New research reveals South African 5G users spent just 11.1% of their connected time on 5G in the first quarter of 2026.
Although South Africa was an early adopter of 5G technology, 4G still anchors the daily mobile experience of local users.
This is according to the latest datasets compiled by Opensignal, which reveal that users with 5G-capable smartphones spent the majority (86.1%) of their connected time on 4G in the first quarter of this year (Q1 2026), and just 11.1% on 5G.
For users across the board, it says 5G accounted for 3.7% of connected time.
Another key finding shows the average 5G download speed reached 196.4Mbps, nearly five times faster than 4G at 39.4Mbps. Upload was 22.5Mbps on 5G against 8.1Mbps on 4G.
As a result, the analysis has determined that South Africa’s 5G challenge is network reach, not adoption. “When users connect to 5G, they experience faster speeds and better consistent quality than on 4G. The challenge is persistence: users aren’t connected to 5G often enough to materially change the national mobile experience.
“Limited time on 5G is not a sign that South Africa’s 5G underperforms. When users do connect, the advantage over 4G is substantial.”
South Africa’s 5G is faster than 4G connectivity.
South African mobile data-only network operator Rain was the first telco to activate a commercial 5G network in September 2019.
MTN, Telkom and Vodacom followed suit in 2020, rolling out 5G in the country at the height of the COVID-19 pandemic after telecoms regulator the Independent Communications Authority of South Africa (ICASA) assigned temporary spectrum, to ease network congestion and maintain good quality of broadband services for consumers.
This market trend hasn’t slowed down, with research firm Africa Analysis revealing last year that local telecoms service providers continue to ramp up 5G network deployment.
The company’s 2025 SA 5G Report said the South African 5G market has entered a dynamic growth phase, with major telecoms operators, including MTN and Vodacom, leading the expansion of 5G coverage.

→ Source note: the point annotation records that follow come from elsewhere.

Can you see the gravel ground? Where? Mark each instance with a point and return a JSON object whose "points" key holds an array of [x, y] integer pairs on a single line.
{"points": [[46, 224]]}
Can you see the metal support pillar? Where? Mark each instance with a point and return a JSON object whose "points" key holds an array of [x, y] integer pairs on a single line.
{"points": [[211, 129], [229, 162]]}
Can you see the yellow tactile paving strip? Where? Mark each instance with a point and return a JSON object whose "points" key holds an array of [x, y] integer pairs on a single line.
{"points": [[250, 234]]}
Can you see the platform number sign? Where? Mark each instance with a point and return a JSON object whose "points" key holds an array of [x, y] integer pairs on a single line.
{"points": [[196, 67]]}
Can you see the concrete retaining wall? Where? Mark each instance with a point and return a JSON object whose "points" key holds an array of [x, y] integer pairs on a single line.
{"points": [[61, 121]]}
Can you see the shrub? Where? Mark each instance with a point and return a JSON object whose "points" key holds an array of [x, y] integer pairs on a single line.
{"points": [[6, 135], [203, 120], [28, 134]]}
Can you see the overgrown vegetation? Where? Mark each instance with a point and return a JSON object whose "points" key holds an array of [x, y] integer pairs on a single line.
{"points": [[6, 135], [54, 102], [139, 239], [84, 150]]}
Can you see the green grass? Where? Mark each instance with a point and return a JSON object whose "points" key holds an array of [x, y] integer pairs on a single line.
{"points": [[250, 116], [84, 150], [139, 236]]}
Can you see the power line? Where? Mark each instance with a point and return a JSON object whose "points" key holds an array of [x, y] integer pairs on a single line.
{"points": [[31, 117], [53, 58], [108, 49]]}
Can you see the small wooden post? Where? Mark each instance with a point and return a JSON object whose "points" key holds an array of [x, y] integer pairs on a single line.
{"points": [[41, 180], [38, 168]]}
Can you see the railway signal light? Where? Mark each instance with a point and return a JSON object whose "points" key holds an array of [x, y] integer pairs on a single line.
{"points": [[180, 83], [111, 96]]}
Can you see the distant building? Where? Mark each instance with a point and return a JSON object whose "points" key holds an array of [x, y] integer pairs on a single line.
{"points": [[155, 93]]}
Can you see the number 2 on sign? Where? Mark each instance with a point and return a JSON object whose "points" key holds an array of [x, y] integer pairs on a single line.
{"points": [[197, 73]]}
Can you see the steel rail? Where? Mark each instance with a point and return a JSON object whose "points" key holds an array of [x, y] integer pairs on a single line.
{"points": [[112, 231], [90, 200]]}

According to Africa Analysis, as of December 2024, over 50% of the population had access to 5G networks. It also forecast that 5G population coverage would reach 60% by December 2025.
The increase in adoption was driven primarily by the increasing affordability of 5G-enabled handsets and expanding network coverage, with forecasts signalling a rise to 42 million 5G subscribers by 2029, with population coverage expected to reach 73%, according to its report.
According to ICASA, 5G population coverage reached 58% in 2025, up from 46.6% a year earlier, with rollout concentrated in urban areas.
Despite this, users with 5G devices spent nearly eight times more connected time on 4G than on 5G in Q1 2026, reports Opensignal.
“Device affordability isn’t the barrier either; entry-level 5G handsets are now widely available across South Africa. The constraint is how often the network delivers 5G – and that comes down to which spectrum operators have put it on.”
Users with a 5G device spent nearly eight times more connected time on 4G.
Further, according to the report, South Africa’s 5G runs almost entirely on mid-band.
Low-band frequencies – 700MHz (99.7% 4G) and 800MHz (100% 4G) – remain on long term evolution (LTE).
ICASA’s 2022 spectrum auction provided operators access to 700MHz, 800MHz, 2.6GHz and 3.5GHz. However, in Q1 2026, mid-band carried almost all observed 5G traffic.
During the period under review, 3.5GHz usage was entirely 5G, while 2.6GHz acted as the main transition band – 23% on 5G, 77% still on 4G. The bands carried almost all observed 5G usage.
By contrast, the low-band coverage layer remains LTE-led – 700MHz was 99.7% 4G and 800MHz 100% 4G.
“South Africa has built a 5G capacity layer, not a 5G coverage layer. Mid-band delivers strong speeds in good conditions, low-band is what keeps users connected indoors and at the edges of coverage. As long as low-band stays on LTE, 5G stays a layer users pass through briefly rather than one they stay on.”
Time spent on network by generation.
According to Opensignal, the spectrum to extend 5G already exists, noting that South Africa’s 5G story is not about proving the technology works.
It’s about why a network that performs well is reaching so few users, so rarely.
Using fellow BRICS nation India as an example, Opensignal points out that the country uses low-band alongside mid-band spectrum, and achieved 34.6% 5G connectivity time in Q1 2026, against South Africa’s 3.7%.
“The answer sits in operator deployment decisions, not in spectrum availability or device penetration,” it notes. “Until low-band moves to 5G, the everyday mobile experience stays on 4G. The stronger network is already there. It’s just not switched on for most people.”